Prevention Strategies:
Adequate bowel preparation before surgery
Careful surgical technique to ensure healthy margins and secure anastomosis
Meticulous postoperative care, including prompt recognition and management of enterocolitis
Diligent stoma care and wound management
Regular follow-up to monitor for and manage late complications.
Prognosis
Factors Affecting Prognosis:
Length of the aganglionic segment (shorter segments generally have better outcomes)

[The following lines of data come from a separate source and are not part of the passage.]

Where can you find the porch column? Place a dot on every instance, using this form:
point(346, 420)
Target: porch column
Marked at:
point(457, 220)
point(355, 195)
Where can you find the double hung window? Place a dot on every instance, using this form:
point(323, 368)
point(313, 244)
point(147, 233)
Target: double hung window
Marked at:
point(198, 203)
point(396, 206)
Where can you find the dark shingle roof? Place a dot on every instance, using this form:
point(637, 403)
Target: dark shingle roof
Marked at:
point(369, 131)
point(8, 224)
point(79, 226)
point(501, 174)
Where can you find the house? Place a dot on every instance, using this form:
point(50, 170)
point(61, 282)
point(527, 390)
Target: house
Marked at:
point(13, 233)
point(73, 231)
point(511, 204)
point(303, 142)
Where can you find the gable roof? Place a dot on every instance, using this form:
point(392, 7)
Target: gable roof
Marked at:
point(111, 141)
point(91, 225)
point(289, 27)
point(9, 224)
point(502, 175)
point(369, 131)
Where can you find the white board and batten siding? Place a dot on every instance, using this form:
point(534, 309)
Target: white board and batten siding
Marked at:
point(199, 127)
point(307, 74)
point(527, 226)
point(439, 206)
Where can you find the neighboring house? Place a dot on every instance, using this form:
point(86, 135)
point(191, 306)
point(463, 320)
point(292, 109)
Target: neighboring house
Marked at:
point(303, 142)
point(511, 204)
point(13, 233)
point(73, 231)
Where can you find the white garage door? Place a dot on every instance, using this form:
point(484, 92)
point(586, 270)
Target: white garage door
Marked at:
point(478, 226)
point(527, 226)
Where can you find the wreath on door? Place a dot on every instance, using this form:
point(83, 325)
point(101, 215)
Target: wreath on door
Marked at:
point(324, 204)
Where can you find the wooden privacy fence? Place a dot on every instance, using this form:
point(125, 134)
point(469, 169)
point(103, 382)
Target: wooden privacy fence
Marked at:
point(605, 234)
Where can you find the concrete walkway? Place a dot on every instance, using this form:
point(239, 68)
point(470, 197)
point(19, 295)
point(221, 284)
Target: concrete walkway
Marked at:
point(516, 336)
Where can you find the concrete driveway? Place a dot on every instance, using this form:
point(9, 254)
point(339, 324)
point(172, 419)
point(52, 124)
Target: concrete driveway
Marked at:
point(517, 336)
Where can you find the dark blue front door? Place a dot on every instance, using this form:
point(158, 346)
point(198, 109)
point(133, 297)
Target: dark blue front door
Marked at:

Presence and severity of enterocolitis
Early diagnosis and prompt surgical intervention
Quality of surgical technique
Postoperative care and management of complications.
Outcomes:
The majority of children achieve good to excellent long-term bowel function after a successful pull-through procedure
However, some may experience chronic constipation, soiling, or fecal incontinence requiring ongoing management
Early and definitive treatment significantly improves outcomes.
Follow Up:
Regular follow-up appointments are essential, particularly in the first few years post-surgery
This includes monitoring for growth and development, assessing bowel habits, and addressing any issues like constipation, soiling, or signs of enterocolitis
Serial rectal irrigations may be needed in some cases
Long-term evaluation of continence and quality of life is important.
Key Points
Exam Focus:
Soave procedure involves endorectal mucosectomy with preservation of muscularis propria
Gold standard for diagnosis is rectal biopsy showing absence of ganglion cells
Enterocolitis is the most feared complication
Key goal is to restore normal bowel continuity and function.
Clinical Pearls:
Always consider Hirschsprung disease in neonates failing to pass meconium
A contrast enema is helpful for diagnosis but rectal biopsy is definitive
Early recognition and management of enterocolitis are life-saving
Postoperative bowel irrigation may be needed for persistent constipation.
Common Mistakes:
Delayed diagnosis leading to severe enterocolitis or malnutrition
Inadequate biopsy specimen or misinterpretation of histology
Incomplete resection of the aganglionic segment
Failure to recognize and aggressively treat enterocolitis
Overly aggressive mucosectomy leading to devascularization of the pulled-through segment.